The proliferation in degree courses in all manner of subjects, many of which were previously the preserve of apprenticeships and on-the-job training, have merely transferred the burden of training and education from the employer to the employee. An unfortunate byproduct has been that because university courses have to be generic, they don’t arm future employees with the same level of skills for a particular company that they would get if they’d already worked at the business for three years.

There was an interesting column in The Guardian by Aditya Chakrabortty which argued university education was an expensive experiment for many students. The new batch of students going into university were “the latest batch of guinea pigs in an experiment that has already largely failed”, he wrote . While Chakrabortty was focusing on the UK, much of what he said could apply equally to other western countries, including Ireland, which have fetishised university education.

“Britain now has a generation of expensively educated graduates – without the graduate work for them to do,” he argued. “Instead, faced with all this surplus talent, employers who previously didn’t ask for a degree now demand one. Nursing, policing, hotel management: these sectors now hire from university.”

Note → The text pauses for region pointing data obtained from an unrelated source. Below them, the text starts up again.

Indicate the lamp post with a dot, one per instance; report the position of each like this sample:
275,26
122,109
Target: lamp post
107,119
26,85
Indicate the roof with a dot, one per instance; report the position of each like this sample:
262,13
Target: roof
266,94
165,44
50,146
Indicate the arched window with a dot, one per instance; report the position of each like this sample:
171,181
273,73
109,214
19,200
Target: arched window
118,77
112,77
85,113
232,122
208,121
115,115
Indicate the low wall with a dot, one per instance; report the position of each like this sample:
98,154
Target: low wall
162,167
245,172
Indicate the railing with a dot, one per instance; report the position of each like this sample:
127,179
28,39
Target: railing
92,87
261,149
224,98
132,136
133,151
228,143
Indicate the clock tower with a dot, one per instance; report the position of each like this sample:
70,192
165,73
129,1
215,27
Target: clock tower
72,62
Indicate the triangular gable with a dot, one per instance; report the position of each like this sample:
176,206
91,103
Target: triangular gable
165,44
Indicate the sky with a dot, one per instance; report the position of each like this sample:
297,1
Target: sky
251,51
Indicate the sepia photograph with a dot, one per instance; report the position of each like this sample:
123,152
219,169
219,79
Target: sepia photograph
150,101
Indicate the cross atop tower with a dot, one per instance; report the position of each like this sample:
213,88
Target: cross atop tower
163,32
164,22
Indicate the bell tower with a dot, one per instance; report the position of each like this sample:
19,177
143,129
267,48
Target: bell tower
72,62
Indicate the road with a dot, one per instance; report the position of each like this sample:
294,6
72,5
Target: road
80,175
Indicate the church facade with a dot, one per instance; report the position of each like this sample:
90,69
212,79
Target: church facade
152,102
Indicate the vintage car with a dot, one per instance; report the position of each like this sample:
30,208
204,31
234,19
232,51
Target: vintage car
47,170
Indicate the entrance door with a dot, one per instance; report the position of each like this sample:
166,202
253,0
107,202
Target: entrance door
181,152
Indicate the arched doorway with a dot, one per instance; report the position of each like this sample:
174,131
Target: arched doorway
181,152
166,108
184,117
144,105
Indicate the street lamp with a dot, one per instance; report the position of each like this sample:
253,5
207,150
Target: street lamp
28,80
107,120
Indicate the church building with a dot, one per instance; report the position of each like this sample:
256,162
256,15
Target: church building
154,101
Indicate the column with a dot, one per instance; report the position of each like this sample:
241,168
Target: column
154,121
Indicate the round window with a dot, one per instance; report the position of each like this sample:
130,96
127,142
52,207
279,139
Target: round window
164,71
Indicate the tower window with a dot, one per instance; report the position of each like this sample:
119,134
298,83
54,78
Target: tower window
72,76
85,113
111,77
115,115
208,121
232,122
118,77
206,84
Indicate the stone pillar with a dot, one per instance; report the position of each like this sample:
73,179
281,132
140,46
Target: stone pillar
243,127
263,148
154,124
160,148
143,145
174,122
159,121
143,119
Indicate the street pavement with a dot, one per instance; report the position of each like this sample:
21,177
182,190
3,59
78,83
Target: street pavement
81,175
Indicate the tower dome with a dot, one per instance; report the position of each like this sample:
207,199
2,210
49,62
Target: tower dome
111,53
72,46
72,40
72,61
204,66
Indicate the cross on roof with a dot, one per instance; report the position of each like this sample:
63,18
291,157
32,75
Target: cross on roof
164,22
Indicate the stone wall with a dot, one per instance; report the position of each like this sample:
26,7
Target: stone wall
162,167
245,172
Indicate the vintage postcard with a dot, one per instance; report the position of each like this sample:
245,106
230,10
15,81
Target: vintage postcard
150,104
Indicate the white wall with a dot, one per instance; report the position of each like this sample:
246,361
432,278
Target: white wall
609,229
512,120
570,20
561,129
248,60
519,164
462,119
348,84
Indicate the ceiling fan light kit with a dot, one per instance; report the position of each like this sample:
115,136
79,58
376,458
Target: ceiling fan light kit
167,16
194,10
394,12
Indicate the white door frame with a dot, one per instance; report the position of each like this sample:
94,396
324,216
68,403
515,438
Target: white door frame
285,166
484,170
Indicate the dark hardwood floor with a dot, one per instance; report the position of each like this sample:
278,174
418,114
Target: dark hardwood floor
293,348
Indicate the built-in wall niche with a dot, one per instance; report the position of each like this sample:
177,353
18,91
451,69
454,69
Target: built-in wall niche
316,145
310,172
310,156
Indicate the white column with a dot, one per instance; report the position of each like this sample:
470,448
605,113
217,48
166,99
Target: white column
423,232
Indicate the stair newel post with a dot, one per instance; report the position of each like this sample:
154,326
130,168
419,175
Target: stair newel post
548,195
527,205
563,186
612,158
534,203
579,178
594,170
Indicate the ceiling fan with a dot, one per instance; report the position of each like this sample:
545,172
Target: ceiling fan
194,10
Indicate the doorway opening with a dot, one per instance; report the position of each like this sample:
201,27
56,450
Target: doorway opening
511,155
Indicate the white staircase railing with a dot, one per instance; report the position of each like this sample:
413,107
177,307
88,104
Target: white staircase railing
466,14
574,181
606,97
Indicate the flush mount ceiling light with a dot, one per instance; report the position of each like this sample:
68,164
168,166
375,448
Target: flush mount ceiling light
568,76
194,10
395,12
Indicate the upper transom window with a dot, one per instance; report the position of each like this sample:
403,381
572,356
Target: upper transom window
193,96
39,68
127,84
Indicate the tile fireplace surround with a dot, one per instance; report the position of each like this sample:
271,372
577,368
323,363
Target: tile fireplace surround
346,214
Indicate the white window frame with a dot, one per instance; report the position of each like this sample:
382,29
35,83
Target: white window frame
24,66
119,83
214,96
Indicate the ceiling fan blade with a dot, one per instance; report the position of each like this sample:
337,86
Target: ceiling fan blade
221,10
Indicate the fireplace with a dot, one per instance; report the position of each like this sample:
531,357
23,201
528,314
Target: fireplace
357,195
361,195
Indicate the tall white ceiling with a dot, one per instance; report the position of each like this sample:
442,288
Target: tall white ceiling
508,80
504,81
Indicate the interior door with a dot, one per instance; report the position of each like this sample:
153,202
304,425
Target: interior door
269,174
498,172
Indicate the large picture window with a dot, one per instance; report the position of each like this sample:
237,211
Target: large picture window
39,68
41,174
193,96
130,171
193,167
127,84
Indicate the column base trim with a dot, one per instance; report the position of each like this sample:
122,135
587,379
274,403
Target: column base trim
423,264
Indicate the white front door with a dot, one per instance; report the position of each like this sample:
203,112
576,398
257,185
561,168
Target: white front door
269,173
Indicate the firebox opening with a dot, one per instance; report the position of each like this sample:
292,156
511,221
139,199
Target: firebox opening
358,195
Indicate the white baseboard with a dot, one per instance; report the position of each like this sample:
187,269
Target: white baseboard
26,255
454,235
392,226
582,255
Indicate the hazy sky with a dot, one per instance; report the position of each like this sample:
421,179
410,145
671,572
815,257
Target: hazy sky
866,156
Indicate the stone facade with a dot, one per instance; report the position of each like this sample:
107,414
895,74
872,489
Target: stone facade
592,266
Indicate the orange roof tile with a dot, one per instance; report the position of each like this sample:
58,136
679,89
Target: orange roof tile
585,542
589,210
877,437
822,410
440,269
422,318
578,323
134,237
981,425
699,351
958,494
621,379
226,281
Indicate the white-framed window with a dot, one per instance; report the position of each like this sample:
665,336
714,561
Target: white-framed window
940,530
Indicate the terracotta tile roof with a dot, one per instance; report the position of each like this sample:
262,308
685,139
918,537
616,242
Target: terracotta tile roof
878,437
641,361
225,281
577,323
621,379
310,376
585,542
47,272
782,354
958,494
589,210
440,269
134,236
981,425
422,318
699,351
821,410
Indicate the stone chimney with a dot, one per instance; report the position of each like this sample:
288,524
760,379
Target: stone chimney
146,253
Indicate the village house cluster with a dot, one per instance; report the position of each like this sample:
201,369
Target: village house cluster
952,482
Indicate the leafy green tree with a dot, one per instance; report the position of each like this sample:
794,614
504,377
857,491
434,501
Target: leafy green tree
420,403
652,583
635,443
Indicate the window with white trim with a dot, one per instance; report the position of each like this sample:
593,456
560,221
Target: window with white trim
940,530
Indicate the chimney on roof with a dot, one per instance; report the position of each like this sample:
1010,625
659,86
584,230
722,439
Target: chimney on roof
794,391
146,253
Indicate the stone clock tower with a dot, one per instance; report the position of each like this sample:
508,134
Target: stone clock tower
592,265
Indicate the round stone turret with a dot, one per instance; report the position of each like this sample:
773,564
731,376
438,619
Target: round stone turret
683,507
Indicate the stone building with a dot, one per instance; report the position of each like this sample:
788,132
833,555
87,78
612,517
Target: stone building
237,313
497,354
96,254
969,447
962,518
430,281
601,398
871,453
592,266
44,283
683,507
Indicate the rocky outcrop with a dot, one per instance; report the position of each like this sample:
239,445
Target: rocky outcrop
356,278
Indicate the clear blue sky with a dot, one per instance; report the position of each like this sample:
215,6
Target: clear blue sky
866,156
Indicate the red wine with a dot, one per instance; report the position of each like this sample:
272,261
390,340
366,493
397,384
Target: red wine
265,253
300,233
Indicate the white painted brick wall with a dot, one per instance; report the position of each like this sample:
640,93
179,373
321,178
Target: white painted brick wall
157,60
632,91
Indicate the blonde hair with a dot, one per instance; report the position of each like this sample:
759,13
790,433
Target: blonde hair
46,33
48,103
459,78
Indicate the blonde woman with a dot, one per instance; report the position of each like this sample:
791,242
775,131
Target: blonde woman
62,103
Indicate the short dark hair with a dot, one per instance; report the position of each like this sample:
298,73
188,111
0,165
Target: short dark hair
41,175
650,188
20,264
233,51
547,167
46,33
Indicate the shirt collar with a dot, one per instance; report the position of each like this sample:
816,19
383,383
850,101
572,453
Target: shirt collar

The same is true for many industries where the expectation has become that prospective employees will have attained degrees that allow them to slot neatly into a predefined career. Unfortunately, real life has a habit of being very different from theory and the lecture theatre. It also tends to be much wider and more diverse than anything someone might cover in a three year degree course in, for instance, computer studies. Especially when the IT industry keeps reinventing itself.

You could argue that it would stand people that did go to university in better stead if they had a less restrictive degree because it would make them more open to other trends and more willing to widen their experience and skills. You could also argue that it might stand them in even better stead (and their employer as well) if they didn’t go to university at all but went straight to work and learned on the job because they would be more aware of the real-life application of technology and its uses.

Years ago, there were no such thing as a media studies degree. Some people came into journalism after completing other degrees while others went in straight from school. Training was done on the job. Today, it is becoming a more and more restrictive and narrow profession drawn mainly from the ranks of those that can afford to pay for their kids to do a three-year degree in media studies and to support them as they undertake a number of unpaid internships afterwards. Many of us watch TV news, read the papers/websites or listen to the radio, so we can ask ourselves: has the focus on recruiting people with a specialist university education made journalism any better?